The mtDNA copy number was analyzed using qPCR. For zebrafish, the forward primer 5′-CCA​CTT​AAT​TAA​CCC​CCT​AGC​C -3′ and reverse primer 5′-ATG​TTT​GTG​GGG​GTA​GAC​CA -3′ for ND1 encoded in mtDNA were used to amplify the mtDNA. The forward primer 5′-CGC​CTG​AAA​ACT​ACG​TTC​TAC​AC -3′ and reverse primer 5′-ACT​TTC​GGA​GTG​GCT​GAA​AA -3′ for B2M were used to amplify the nuclear DNA product. For humans, the forward primer 5′- CAG​CCC​ATG​ACC​CCT​AAC​AG -3′ and reverse primer 5′- TAC​ATC​GCG​CCA​TCA​TTG​GT -3′ for COX3 encoded in mtDNA were used to amplify the mtDNA. The forward primer 5′- ATG​GTG​AGC​TGC​GAG​AAT​AGC -3′ and reverse primer 5′- GGC​TTC​CTT​TGT​CCC​CAA​TCT​G -3′ for Actb were used to amplify the nuclear DNA product. Relative differences in copy number were quantified by analyzing both the difference in threshold amplification between mtDNA and nuclear DNA [delta C(t) method] and a standard curve of a reference template.

Reactive Oxygen Species Measurement

To evaluate distribution of ROS content, embryos were washed with embryo water twice after exposure, then 2′, 7′-Dihydrodichlorofluorescein diacetate (H2DCFDA) was added at a final concentration of 30 µM, and incubated for 1 h at 28°C in the dark. After staining, Zebrafish were imaged using a microscope (Olympus BX51, Japan).

Western Blotting Analysis

Proteins were extracted from muscle samples of patients or twenty 48 hpf zebrafish larvae. Western blot analysis was performed as previously described (Lv et al., 2020). The membranes were reacted with antibodies against microtubule-associated protein 1 light chain 3 alpha (LC3A) (18722-1-AP; WUHAN SANYING, Wuhan, China) at a 1:1,000 dilution, BNIP3L (12986-1-AP; WUHAN SANYING) at a 1:1,000 dilution, citrate synthase (ab96600, Abcam, Cambridge, United Kingdom) at a 1:1,000 dilution, and LAMP1 (ab24170, Abcam, Cambridge, United Kingdom) at a 1:1,000 dilution. Detection was accomplished using secondary antibodies. Statistical analyses of LGMD2G zebrafish models were performed using Student’s unpaired t test with GraphPad Prism 8.2.1 software. Unless indicated otherwise, a p value < 0.05 was considered statistically significant.

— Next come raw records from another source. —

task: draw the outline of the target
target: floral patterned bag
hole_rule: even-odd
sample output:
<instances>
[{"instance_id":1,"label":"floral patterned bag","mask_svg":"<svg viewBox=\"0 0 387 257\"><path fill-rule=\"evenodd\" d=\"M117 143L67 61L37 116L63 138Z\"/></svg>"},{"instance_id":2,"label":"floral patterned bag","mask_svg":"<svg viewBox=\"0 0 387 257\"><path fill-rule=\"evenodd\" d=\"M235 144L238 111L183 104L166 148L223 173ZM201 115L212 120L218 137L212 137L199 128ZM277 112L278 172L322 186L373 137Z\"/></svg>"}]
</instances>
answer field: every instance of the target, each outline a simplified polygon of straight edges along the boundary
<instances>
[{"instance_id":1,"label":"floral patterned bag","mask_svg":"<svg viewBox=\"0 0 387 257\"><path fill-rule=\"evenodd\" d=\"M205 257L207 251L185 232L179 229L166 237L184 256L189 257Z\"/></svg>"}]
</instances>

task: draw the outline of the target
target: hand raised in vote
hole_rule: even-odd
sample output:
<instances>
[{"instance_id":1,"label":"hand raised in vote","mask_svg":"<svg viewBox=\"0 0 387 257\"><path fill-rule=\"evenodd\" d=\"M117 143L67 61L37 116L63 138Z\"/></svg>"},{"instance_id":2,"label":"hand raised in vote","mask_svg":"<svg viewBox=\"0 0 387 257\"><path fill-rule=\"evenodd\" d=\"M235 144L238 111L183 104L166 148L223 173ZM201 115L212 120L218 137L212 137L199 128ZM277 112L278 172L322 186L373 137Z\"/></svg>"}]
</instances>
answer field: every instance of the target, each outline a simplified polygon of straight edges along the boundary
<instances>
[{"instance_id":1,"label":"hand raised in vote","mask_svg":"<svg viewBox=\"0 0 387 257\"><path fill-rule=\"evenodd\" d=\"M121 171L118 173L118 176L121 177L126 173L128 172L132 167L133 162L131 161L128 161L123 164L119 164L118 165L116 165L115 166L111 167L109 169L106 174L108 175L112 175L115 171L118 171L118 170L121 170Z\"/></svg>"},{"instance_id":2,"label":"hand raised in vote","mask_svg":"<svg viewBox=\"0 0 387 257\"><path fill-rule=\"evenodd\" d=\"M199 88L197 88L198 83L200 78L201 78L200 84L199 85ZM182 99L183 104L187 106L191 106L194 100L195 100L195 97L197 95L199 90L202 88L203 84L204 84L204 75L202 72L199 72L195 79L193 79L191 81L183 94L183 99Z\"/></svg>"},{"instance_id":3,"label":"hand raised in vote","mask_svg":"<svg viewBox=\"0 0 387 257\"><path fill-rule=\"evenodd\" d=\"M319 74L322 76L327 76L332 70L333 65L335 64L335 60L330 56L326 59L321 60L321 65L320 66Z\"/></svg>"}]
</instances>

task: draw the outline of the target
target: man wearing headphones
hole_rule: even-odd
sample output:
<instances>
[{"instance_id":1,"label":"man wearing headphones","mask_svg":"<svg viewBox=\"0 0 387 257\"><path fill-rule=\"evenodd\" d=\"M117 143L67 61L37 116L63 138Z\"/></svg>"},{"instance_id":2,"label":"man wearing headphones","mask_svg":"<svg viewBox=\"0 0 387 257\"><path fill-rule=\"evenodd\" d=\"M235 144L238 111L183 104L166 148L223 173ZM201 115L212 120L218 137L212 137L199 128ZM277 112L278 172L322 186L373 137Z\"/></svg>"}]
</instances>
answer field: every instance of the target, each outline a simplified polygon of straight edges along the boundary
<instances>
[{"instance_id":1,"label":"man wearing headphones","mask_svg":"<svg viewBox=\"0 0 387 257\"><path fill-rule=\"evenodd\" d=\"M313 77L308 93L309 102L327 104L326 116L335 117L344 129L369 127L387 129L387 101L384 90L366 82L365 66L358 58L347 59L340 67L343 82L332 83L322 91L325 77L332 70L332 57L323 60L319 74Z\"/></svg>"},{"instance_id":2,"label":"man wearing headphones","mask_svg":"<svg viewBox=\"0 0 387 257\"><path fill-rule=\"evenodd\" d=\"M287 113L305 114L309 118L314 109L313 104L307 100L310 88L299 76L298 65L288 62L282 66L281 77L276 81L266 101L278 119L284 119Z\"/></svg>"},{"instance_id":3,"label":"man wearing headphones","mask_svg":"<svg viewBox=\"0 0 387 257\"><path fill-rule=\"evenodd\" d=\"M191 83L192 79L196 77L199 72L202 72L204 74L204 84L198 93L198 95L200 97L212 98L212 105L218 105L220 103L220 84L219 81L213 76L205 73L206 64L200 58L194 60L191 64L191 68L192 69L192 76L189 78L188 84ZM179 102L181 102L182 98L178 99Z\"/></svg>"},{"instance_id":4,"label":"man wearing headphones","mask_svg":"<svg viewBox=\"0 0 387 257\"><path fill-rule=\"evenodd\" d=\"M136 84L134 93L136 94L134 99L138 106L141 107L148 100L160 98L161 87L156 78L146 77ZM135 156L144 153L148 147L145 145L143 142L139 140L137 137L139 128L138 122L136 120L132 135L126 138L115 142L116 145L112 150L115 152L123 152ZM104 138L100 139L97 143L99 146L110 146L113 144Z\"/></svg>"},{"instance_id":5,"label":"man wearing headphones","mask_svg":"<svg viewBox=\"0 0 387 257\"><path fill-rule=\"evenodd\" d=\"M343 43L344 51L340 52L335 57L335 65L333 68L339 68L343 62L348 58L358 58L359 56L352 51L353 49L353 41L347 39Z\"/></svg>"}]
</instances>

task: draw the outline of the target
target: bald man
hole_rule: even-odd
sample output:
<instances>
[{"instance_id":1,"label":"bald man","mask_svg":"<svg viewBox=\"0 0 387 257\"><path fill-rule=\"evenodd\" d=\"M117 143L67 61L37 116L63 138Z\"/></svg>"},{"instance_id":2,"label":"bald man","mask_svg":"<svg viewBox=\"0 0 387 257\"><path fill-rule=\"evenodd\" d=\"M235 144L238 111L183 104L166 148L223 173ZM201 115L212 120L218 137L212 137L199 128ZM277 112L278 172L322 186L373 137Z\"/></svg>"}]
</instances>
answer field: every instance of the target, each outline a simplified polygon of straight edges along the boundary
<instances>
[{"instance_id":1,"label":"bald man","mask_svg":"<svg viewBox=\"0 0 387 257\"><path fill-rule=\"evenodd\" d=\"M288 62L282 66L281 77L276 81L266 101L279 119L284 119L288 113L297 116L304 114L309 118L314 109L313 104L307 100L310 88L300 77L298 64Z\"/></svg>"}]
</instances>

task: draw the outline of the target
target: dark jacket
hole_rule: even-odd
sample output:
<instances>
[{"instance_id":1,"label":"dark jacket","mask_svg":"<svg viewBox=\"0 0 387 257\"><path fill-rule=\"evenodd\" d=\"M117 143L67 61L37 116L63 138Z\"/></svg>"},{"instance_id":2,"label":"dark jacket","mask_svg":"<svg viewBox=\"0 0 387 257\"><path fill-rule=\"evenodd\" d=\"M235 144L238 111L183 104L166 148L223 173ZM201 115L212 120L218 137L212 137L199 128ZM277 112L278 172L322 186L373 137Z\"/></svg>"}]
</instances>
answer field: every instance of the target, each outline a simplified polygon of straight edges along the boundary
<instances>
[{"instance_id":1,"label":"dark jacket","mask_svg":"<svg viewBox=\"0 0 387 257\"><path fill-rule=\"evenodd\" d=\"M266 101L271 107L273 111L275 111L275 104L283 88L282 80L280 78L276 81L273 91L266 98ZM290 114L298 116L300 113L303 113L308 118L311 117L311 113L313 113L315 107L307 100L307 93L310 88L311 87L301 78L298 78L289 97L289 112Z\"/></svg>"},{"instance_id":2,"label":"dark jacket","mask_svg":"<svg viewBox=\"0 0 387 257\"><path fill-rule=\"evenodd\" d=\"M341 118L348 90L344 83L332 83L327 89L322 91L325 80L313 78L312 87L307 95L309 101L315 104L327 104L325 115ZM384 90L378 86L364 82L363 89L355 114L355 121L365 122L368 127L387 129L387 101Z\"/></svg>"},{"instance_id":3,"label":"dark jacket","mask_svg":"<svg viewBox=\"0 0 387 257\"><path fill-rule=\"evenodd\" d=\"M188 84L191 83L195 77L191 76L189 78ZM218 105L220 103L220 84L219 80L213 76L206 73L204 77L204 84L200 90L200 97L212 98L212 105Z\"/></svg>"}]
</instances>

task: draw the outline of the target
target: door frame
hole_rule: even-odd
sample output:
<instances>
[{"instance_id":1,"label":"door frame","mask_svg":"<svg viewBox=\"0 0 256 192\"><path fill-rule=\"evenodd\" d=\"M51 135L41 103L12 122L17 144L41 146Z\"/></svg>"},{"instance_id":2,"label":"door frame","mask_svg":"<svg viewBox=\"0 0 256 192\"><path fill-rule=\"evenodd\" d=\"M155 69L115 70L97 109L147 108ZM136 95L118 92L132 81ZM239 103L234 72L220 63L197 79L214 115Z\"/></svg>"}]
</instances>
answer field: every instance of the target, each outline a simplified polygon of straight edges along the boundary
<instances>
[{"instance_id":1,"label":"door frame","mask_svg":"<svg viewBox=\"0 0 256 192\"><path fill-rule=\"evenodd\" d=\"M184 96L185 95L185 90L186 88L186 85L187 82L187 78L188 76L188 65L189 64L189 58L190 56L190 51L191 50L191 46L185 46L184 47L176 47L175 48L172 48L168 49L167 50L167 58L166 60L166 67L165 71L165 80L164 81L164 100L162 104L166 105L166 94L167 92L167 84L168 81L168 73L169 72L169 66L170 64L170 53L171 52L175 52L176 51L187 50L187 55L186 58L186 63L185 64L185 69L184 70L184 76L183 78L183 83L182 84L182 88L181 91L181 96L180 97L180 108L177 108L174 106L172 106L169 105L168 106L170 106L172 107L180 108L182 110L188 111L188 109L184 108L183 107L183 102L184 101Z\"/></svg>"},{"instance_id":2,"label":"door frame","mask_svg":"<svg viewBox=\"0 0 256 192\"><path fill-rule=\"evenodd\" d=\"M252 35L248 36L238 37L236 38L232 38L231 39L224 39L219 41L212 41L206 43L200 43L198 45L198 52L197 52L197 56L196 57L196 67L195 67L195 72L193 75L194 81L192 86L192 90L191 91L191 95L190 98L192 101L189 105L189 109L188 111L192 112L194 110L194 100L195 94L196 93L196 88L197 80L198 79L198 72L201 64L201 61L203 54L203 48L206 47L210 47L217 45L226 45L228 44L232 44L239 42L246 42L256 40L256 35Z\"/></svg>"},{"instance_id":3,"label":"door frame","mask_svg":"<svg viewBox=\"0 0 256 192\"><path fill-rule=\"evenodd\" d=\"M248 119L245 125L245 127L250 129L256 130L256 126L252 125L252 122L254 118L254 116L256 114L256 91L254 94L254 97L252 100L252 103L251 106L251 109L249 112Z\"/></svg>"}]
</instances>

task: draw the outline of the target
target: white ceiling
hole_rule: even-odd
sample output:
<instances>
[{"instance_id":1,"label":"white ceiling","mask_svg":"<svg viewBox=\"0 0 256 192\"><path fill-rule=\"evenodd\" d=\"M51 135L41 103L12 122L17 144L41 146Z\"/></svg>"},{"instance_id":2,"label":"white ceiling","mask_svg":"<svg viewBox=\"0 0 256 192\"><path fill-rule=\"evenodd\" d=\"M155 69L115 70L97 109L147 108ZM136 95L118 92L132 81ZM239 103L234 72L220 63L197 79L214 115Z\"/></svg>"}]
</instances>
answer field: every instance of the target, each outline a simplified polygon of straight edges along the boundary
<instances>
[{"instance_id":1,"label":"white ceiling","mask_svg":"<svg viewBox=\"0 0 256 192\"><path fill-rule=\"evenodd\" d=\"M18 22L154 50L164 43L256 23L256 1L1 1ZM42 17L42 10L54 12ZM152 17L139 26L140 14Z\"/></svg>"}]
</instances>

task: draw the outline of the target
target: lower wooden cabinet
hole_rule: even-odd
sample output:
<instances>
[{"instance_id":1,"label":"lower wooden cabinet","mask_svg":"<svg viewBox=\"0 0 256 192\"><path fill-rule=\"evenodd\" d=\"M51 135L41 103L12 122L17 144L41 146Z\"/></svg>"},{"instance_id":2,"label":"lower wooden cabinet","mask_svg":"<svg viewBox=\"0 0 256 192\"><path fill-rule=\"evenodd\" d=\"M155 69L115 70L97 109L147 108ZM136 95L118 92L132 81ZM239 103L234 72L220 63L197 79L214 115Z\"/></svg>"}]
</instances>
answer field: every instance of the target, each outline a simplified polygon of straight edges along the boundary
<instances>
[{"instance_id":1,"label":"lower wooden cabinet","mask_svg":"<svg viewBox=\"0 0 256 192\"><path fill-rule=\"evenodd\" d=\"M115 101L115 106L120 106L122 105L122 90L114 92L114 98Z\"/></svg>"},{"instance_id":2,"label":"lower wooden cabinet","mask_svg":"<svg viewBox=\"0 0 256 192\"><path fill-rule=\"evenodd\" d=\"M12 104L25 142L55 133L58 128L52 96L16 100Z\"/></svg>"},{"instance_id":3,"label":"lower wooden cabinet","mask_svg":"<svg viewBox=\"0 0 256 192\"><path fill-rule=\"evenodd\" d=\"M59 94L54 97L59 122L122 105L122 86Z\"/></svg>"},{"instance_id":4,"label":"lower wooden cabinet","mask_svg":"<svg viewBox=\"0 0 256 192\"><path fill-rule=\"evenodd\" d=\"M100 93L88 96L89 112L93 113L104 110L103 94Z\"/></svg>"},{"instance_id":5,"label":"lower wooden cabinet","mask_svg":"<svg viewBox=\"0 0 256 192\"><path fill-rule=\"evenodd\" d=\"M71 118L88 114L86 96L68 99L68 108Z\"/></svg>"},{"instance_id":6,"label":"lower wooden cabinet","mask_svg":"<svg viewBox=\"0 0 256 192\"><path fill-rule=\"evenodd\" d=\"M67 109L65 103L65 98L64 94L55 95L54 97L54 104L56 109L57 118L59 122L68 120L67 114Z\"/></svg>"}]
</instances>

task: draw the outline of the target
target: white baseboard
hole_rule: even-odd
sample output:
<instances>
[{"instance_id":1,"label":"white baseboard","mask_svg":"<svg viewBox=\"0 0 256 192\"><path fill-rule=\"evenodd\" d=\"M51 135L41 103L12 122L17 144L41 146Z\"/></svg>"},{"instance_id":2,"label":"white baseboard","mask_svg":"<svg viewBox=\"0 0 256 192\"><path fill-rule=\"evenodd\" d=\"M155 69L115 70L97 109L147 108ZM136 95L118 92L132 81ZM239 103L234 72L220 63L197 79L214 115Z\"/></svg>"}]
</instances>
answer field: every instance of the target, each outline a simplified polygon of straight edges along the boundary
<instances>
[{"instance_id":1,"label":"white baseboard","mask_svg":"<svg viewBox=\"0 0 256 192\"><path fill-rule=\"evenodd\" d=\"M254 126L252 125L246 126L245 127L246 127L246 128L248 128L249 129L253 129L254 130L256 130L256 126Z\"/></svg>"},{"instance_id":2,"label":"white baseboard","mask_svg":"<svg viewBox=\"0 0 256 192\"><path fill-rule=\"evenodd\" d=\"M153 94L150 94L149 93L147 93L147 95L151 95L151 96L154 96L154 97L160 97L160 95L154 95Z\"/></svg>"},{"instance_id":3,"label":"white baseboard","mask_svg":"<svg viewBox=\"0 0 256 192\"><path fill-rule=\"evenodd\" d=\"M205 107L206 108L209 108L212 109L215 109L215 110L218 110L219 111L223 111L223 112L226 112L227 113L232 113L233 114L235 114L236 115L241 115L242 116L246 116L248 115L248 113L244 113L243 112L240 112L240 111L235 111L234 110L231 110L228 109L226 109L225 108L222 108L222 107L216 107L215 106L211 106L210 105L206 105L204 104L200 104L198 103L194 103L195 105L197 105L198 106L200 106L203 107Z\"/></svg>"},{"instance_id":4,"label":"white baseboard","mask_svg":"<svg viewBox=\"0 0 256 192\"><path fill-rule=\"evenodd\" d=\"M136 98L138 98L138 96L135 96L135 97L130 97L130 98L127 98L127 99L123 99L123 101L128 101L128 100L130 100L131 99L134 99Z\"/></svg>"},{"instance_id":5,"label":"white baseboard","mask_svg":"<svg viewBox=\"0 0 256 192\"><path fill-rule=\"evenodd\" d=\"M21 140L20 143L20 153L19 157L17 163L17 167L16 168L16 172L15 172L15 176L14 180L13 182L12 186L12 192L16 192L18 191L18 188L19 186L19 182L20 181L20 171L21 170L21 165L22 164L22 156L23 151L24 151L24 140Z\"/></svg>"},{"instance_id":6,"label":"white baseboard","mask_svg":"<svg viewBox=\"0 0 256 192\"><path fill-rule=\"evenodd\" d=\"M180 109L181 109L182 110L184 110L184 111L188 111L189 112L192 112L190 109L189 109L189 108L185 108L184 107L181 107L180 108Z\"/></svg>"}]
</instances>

Muscle Pathology and Ultrastructural Examination

Muscle pathology of patients was analyzed as previously described (Lv et al., 2020). Routine histological and histochemical procedures, including hematoxylin and eosin (HE) staining, modified Gomori trichrome (MGT) staining, nicotinamide adenine dinucleotidetetrazolium reductase (NADH-TR) staining, cytochrome c oxidase (COX) staining, succinate dehydrogenase (SDH) staining, and SDH-COX double staining following incubation at a pH of 4.3 and 10.4, and acid phosphatase (ACP) staining, were performed. The primary antibody used for immunohistochemistry was P62 (Abcam) at a 1:100 dilution. A control muscle specimen collected from healthy people was labeled for comparison between the patient and control sections for each sample.

Patient and zebrafish biopsied muscle specimens were used for the ultrastructural examination described in a previous study (Lv et al., 2020).

Results

Muscle Pathology and Ultrastructural Observation

The muscle biopsy specimen from LGMD2G patient showed obvious variation in fiber size (Figure 1A), scattered rimmed vacuoles (Figure 1B). The most interesting finding is that we observe abnormal mitochondria distribution, which is illustrated by the presence of high enzyme activities for NADH, SDH, and COX staining at the periphery of sarcoplasm and the decreased enzyme activities in the center of sarcoplasm (Figures 1C–E). No blue fibers were found in SDH-COX double staining (Figure 1F). We also observed scattered P62-positive muscle fibers (Figure 1G) and increased acid phosphatase enzymatic activity (Figure 1H).

FIGURE 1

FIGURE 1. The muscle biopsy specimen from LGMD2G patient. (A) HE staining showed obvious variation in fiber size. (B) MGT staining showed scattered rimmed vacuoles. No ragged red fiber was found in MGT staining. (C–E) The presence of high enzyme activities for NADH (C), COX (D), and SDH (E) staining at the periphery of sarcoplasm and the decreased enzyme activities in the center of sarcoplasm. (F) No blue fibers in SDH-COX double staining. (G) P62 staining showed scattered P62-positive muscle fibers. (H) Increased acid phosphatase enzymatic activity (black arrows). (I) Ultrastructural examination and muscle pathology of patients with LGMD2G.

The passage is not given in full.